Texas Attorney General Greg Abbott blasted Enron's bankruptcy attorneys Monday, saying they are "lining their pockets" with fees at the expense of taxpayers, former employees and investors.
At the present rate of spending, Abbott said, the money spent on lawyers and accountants sorting through Enron's remains could approach $1 billion. He said the company should consider an immediate liquidation.
Since going into bankruptcy 13 months ago, Enron has spent more than $300 million on professional fees -- easily a record -- and is burning through $25 million a month. The situation could linger for months, even years. [...]
The meager prospect for a meaningful reorganization appears to be falling apart, rapidly burning money as it does so, some creditors say.
The fee total has already surpassed a widely cited record, $200 million spent in the early 1990s by the Luxembourg-based bankruptcy of the Saudi Arabian Bank of Credit and Commerce International, or BCCI.
And although WorldCom's bankruptcy is larger, its financial problems are far more straightforward, and thus its professional-fee expenses are much smaller than Enron's.
The primary firm representing both companies in bankruptcy is New York-based Weil Gotshal & Manges. Early on, its monthly billings to Enron were running more than $6 million a month. In comparable stages of the WorldCom case, the firm billed $1.5 million to $2 million a month.
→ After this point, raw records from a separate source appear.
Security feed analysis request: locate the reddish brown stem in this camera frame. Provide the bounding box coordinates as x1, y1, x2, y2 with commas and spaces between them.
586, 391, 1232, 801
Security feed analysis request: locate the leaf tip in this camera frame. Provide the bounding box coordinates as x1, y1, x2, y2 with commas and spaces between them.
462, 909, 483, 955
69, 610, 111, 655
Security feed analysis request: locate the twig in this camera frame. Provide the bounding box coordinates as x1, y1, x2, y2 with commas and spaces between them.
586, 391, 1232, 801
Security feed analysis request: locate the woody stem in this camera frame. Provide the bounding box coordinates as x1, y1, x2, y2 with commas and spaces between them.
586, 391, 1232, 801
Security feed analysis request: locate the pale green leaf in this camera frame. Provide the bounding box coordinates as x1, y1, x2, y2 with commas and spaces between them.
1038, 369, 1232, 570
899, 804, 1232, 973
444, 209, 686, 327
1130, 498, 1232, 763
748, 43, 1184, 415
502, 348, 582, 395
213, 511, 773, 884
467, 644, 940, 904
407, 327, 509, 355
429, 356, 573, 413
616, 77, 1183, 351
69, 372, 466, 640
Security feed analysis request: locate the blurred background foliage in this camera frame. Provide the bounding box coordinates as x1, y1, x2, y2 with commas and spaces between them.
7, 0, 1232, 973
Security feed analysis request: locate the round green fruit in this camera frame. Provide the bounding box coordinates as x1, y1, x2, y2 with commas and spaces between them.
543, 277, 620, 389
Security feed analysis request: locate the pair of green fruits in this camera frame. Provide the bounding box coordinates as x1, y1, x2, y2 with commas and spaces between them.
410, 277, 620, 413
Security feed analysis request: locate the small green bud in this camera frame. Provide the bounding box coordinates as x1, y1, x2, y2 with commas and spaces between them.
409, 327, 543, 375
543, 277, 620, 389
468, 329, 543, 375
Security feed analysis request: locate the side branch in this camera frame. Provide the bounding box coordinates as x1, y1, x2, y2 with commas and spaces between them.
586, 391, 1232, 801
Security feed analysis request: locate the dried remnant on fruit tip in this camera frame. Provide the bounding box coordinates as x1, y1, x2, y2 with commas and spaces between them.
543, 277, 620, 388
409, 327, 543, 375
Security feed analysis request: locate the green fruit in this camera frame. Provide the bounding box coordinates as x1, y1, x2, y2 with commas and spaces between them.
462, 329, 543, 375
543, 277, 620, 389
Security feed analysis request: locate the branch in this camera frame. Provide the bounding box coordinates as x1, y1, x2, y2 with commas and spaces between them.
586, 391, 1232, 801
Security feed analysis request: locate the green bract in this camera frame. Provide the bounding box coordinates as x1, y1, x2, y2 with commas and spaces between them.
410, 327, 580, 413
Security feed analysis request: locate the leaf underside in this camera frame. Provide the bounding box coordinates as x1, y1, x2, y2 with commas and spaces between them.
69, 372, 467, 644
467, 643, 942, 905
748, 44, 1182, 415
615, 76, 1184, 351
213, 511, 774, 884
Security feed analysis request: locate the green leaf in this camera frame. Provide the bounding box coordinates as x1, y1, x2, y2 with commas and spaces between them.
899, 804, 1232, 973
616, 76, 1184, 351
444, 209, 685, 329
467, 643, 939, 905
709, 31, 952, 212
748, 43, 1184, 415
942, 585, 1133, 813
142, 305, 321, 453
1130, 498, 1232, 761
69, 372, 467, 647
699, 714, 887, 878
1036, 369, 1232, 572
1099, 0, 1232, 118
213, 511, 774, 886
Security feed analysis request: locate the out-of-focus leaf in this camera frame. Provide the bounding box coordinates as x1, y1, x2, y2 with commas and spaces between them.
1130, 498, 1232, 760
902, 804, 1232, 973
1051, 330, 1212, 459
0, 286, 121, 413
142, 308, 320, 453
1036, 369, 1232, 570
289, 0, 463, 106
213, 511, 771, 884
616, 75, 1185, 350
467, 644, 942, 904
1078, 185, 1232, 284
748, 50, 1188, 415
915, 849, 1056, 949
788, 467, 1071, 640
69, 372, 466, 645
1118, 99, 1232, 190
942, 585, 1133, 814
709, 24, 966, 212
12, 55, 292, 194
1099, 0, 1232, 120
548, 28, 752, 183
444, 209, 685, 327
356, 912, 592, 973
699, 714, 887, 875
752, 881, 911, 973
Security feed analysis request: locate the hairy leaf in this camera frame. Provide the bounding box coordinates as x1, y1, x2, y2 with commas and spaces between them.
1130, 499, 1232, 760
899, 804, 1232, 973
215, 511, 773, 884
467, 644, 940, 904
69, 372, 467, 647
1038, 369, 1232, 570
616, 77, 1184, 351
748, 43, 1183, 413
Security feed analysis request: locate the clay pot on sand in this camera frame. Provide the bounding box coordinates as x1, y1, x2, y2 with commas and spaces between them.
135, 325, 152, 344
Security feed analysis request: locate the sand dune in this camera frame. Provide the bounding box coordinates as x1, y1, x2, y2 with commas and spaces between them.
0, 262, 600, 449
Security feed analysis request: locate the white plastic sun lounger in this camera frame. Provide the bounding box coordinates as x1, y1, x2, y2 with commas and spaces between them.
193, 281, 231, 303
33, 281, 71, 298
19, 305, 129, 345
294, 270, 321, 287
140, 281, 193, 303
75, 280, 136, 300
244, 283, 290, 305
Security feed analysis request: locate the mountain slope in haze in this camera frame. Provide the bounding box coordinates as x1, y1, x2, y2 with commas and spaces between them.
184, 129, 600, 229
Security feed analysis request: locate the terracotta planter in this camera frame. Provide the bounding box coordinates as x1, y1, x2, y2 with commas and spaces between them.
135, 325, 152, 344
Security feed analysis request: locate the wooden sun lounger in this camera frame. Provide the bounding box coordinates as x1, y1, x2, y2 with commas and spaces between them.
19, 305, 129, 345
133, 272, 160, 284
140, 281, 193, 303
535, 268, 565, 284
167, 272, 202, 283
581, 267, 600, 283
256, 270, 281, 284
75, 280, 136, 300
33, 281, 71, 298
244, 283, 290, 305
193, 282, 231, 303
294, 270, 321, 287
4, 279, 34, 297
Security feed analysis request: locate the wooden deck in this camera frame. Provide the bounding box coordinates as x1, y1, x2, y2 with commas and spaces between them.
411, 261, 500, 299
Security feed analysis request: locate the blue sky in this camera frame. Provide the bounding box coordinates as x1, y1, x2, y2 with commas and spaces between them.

Can't you just smell the money burning in Texas? And it's always someone else's money. Not the Bushes'. Not the Lays'. Not the Skillings'.
Lewis Lapham of Harper's said in 2001:
How else to describe the new administration's legislative agenda — elimination of the inheritance tax, revision of the bankruptcy laws, the repeal of safety regulations in the workplace, easing of restriction on monopoly, etc. — except as an act of class warfare? Not the aggression that Karl Marx and maybe Ralph Nader had in mind, not the angry poor sacking the mansions of the rich, but the aggrieved rich burning down the huts of the presumptuous and troublemaking poor.
"Class warfare"? Where have we heard that phrase before?
The more the Enron crooks (and their esteemed law firm) drag this out, the less monetary retribution will be available to the people they financially molested.